Earlier this month, Netflix announced its new mum and dad employees can take off as much time as they want during the first year after their child’s birth or adoption.
Microsoft followed suit by announcing it will provide 20 weeks of fully-paid maternity leave and 12 weeks for new fathers come November, and similarly Adobe will soon offer 26 weeks of paid maternity leave and 16 weeks of paid paternity leave for both birth and adoptive parents.
But these radical paid parental leave policies aren’t the only way companies can help new mums and dads through their transition to parenthood.
Here’s how other employers are making life for new parents that much better with generous and unique perks:
According to a Reddit spokesperson, a group of about seven employees at Reddit gather once a week around 4:30 p.m. to get their knitting, crocheting, embroidering, sewing, and yarn spinning on, and they often create items for new babies of fellow Redditers.
Yahoo tells Business Insider its new parents receive an undisclosed amount of reimbursement to assist with new child related expenses.
At Facebook, the company confirms parents receive $US4,000 as a 'new child benefit' for each child born or adopted.
New parents at Google receive $US500 toward baby bonding according to a company spokesperson.

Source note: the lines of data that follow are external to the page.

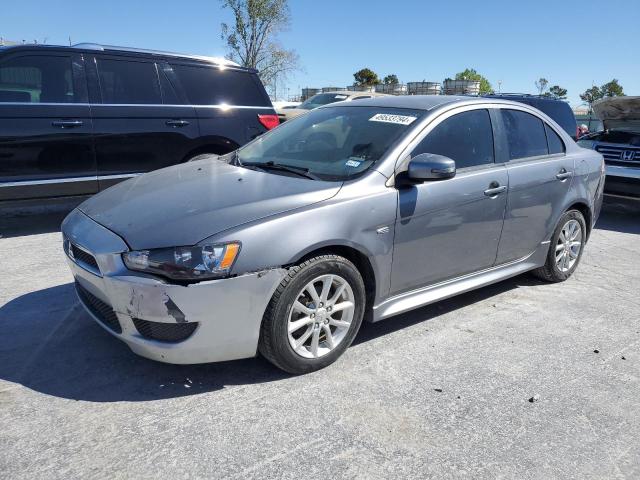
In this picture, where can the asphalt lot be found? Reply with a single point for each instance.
(440, 392)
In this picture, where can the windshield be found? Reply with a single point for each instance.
(322, 99)
(332, 143)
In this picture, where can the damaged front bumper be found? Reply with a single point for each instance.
(204, 322)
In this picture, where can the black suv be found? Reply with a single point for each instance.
(75, 120)
(558, 110)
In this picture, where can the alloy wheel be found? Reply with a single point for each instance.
(569, 245)
(321, 316)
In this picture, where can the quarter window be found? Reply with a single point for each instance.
(556, 145)
(37, 79)
(124, 82)
(525, 134)
(214, 86)
(466, 138)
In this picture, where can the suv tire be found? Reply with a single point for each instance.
(299, 332)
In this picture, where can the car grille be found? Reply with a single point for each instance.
(100, 310)
(624, 154)
(165, 332)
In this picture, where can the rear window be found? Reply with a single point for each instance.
(525, 134)
(558, 111)
(126, 82)
(215, 86)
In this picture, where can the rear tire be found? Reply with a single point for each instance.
(314, 315)
(565, 248)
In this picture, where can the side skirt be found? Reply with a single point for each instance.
(424, 296)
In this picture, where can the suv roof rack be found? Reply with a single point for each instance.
(513, 94)
(102, 48)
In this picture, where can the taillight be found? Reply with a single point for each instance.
(269, 121)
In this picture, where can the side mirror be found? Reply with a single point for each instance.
(429, 166)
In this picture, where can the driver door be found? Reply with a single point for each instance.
(448, 228)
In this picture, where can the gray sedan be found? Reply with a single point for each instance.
(359, 210)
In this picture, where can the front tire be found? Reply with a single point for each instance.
(314, 315)
(565, 249)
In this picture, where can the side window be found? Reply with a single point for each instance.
(127, 82)
(525, 134)
(37, 79)
(214, 86)
(169, 96)
(556, 145)
(466, 138)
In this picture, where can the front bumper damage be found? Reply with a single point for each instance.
(228, 312)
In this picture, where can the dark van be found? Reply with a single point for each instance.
(76, 120)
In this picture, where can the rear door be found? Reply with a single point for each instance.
(229, 102)
(45, 127)
(540, 175)
(449, 228)
(135, 130)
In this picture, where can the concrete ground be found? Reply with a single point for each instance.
(441, 392)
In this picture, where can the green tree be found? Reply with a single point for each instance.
(541, 85)
(557, 92)
(252, 37)
(366, 77)
(609, 89)
(471, 74)
(612, 89)
(391, 80)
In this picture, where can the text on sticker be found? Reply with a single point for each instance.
(389, 118)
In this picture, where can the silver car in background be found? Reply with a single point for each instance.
(359, 210)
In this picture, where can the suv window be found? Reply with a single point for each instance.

And Reddit says it provides its employees with a $US1,500 annual stipend that may be used towards daycare and babysitting, gym reimbursement, healthy sleeping reimbursement, organisation reimbursement, pet care, and doctors on demand.

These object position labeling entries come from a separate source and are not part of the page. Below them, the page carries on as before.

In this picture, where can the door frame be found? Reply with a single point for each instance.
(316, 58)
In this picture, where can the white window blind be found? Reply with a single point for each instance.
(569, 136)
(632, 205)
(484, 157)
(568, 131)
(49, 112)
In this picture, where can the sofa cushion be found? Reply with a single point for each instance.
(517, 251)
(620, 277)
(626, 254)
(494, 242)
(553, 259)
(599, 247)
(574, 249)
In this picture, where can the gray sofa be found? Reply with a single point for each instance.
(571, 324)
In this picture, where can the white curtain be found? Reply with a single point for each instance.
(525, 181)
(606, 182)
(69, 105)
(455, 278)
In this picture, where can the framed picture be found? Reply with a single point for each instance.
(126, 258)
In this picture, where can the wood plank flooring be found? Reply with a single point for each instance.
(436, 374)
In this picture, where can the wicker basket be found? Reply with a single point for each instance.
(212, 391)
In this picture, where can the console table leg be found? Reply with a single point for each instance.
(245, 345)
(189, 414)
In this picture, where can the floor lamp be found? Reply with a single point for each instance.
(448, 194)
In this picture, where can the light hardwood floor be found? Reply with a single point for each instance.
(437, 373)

Companies like Deutsche Bank, Barclays, Goldman Sachs, Oliver Wyman, and FINRA all offer various support, mentoring, and counseling groups.
Twitter tells Business Insider it offers a multitude of support groups for new parents or parents to be, including its 'New Mums' and 'Mums-to-Be' roundtables for women who are either going out on parental leave or just returning to share questions, concerns, and best practices; a 'Mummy Mentor' program; 'Working Mums' monthly lunches; and 'Dads On Leave' and 'Managers of Parents on Leave' roundtables.
Open to both mums and dads, Facebook confirms it provides workshops to help new parents prepare for breastfeeding before birth by sharing strategies to maximise breastfeeding success and how to maximise milk supply, to provide tips on making a return-to-work plan, and to address common concerns about going back to work while breastfeeding.
EY launched an initiative called the 'Career & Family Transitions program' in 2012 and today employs four full-time coaches that have worked with 600 mums and dads on talking through their work-life issues.